# Red buckling now + waiting next



## GTAllen (Jul 22, 2012)

Just finished drying off a red buckling. Almost solid red only one small patch of white. He came out feet first .


----------



## Wlschwallenberg (Jan 4, 2013)

Congrats!


----------



## ksalvagno (Oct 6, 2009)

Glad the birth went fine.


----------



## GTAllen (Jul 22, 2012)

2 nd Red buckling is out now Pictures of all the kids from the past 2 days will be up tomorrow


----------



## GTAllen (Jul 22, 2012)

3rd one is out.
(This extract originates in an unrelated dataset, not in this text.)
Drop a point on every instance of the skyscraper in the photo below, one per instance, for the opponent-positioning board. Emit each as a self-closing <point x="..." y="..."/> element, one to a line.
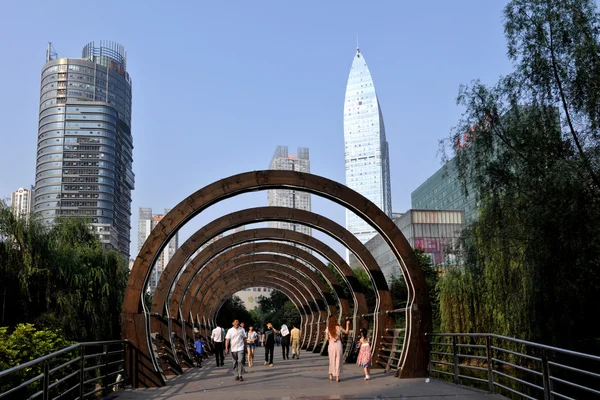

A red doeling!


----------



## GTAllen (Jul 22, 2012)

:kidblue::kidblue::kidred: going to get them all finished up for the night


----------



## Crossroads Boers (Feb 19, 2011)

Awesome!! Love the reds!!


----------



## Wlschwallenberg (Jan 4, 2013)

Congrats x3!! Send some red baby vibes my way please.


----------



## mmiller (Apr 3, 2012)

Congratz!! Glad to hear the births are going well for you!


----------



## Tenacross (May 26, 2011)

GTAllen. you owe us pics my friend.


----------



## NyGoatMom (Jan 26, 2013)

Congrats....and yes, pics!


----------



## toth boer goats (Jul 20, 2008)

congrats


----------



## GTAllen (Jul 22, 2012)




----------



## GTAllen (Jul 22, 2012)




----------



## GTAllen (Jul 22, 2012)




----------



## Wlschwallenberg (Jan 4, 2013)

So cute!!!!


----------



## StarMFarm (Jan 17, 2013)

Congrats, I love your bathroom decorations by the way :laugh:


----------



## JaLyn (Oct 10, 2012)

aww they are adorable..


----------



## NyGoatMom (Jan 26, 2013)

Hey...they make goat rugs?!  How cute they all are!


----------



## clearwtrbeach (May 10, 2012)

Congrat, they are so cute. Agree, nice bathroom decorations.


----------



## HoosierShadow (Apr 20, 2010)

Awww they are adorable! Congrats!! Do you just keep them in the house at night because it's cold? That picture of them inside is just tooo cute!


----------



## GTAllen (Jul 22, 2012)

HoosierShadow said:


> Awww they are adorable! Congrats!! Do you just keep them in the house at night because it's cold? That picture of them inside is just tooo cute!


I brought them all in the evening the 3 reds were born because it was pouring rain and sleeting. The high wind was driving the rain under the roof into the kidding pens. I covered the sides of the kidding better and they are all outside now. Plus I wanted to check them all out


----------



## Used2bmimi (Oct 3, 2012)

Awesome! Thanks for sharing! So fun to see them all!


----------